Its probably going to highly vary per program.
However since I'm assuming you want enough info to differentiate between other fields....
I usually don't handle severe medical issues, and should they arise, medicine takes over.
I usually don't have a "danger" period such as often happens in other fields where a procedure was done or physiological phenemonenon has occurred & the pt has a high likelihood of complication or death for several hrs to days.
At night, you usually don't have someone coding and you got to take care of i, so you're up all night. (might happen like once a year).
This makes life much less stressful.
I don't have to do procedures.
One of the "drags" with the job is you deal a lot with borderline, histrionic, & malingering patients. I don't mind these now, but as a first year I found this highly irritating because my attendings never agreed on treatment for these patients...
So I would do what 1 attending would tell me to do--then another attending would chew me out for it. After about 2 years of it, I just told thems something to the effect that they have no right to get mad at me because I did something I was ordered to do.
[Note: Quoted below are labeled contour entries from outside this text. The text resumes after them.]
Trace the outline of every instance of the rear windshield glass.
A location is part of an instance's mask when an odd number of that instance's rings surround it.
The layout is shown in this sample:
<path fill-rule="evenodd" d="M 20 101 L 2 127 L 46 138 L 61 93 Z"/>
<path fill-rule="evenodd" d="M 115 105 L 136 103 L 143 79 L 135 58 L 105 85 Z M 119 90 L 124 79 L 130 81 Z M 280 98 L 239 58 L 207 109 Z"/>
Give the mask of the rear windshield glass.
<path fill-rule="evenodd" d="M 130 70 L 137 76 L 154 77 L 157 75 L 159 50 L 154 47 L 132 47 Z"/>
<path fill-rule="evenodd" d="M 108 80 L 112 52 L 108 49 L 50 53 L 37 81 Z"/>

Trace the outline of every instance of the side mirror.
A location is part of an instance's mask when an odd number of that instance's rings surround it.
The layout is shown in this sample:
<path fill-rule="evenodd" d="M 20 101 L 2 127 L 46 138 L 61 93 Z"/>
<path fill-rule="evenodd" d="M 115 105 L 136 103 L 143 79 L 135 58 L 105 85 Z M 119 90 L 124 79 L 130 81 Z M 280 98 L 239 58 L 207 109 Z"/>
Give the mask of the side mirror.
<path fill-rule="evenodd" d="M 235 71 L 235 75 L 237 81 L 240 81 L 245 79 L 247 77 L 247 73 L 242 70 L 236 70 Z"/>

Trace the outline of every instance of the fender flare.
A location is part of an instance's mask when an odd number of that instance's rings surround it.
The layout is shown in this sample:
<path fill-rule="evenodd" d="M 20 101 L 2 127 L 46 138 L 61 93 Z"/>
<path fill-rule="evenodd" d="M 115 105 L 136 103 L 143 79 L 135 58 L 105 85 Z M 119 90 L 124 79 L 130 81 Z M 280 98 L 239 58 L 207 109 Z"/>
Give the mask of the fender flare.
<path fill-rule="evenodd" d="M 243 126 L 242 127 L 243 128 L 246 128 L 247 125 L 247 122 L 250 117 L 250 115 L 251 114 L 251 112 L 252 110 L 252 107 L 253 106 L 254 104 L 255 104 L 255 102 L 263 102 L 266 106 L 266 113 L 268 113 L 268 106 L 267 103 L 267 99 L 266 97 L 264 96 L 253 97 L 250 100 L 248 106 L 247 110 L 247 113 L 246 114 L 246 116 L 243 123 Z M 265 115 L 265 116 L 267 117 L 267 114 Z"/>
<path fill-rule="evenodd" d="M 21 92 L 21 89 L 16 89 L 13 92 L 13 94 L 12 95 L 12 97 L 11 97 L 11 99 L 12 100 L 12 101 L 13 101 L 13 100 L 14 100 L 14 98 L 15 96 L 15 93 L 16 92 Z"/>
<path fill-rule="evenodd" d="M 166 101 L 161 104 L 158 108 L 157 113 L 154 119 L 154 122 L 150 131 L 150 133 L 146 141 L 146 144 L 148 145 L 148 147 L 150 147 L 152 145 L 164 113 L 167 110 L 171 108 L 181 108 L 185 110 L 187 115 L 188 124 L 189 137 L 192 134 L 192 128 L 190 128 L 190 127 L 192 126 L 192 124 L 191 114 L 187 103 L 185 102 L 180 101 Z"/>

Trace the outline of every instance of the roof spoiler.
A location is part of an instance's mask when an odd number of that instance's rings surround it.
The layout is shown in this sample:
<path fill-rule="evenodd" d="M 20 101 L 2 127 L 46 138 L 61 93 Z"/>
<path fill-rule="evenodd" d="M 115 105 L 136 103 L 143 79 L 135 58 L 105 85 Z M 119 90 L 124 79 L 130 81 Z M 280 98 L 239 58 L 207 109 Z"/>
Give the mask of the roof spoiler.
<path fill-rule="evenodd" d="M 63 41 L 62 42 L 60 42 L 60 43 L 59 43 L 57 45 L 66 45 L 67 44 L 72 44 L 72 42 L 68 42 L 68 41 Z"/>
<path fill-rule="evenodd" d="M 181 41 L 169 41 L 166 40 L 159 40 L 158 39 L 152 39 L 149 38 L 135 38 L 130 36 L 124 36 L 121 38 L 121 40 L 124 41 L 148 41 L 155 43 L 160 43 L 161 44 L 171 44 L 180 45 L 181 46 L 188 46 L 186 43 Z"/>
I told them if they had an issue with it, they need to complain to the other attending. Actually worked. The attending then would back off.
Sometimes you have to do a consult for a completely non-psychiatric reason because the requesting doctor is lazy or frustrated with their patient, and should handle the problem themself but won't.
E.g. just yesterday I had to do a consult because a patient complained to their doctor (IMHO a legitimate complaint too). The requestind doc wrote down "anger management" as the reason.
Days are usually 9-5--but this can vary per program.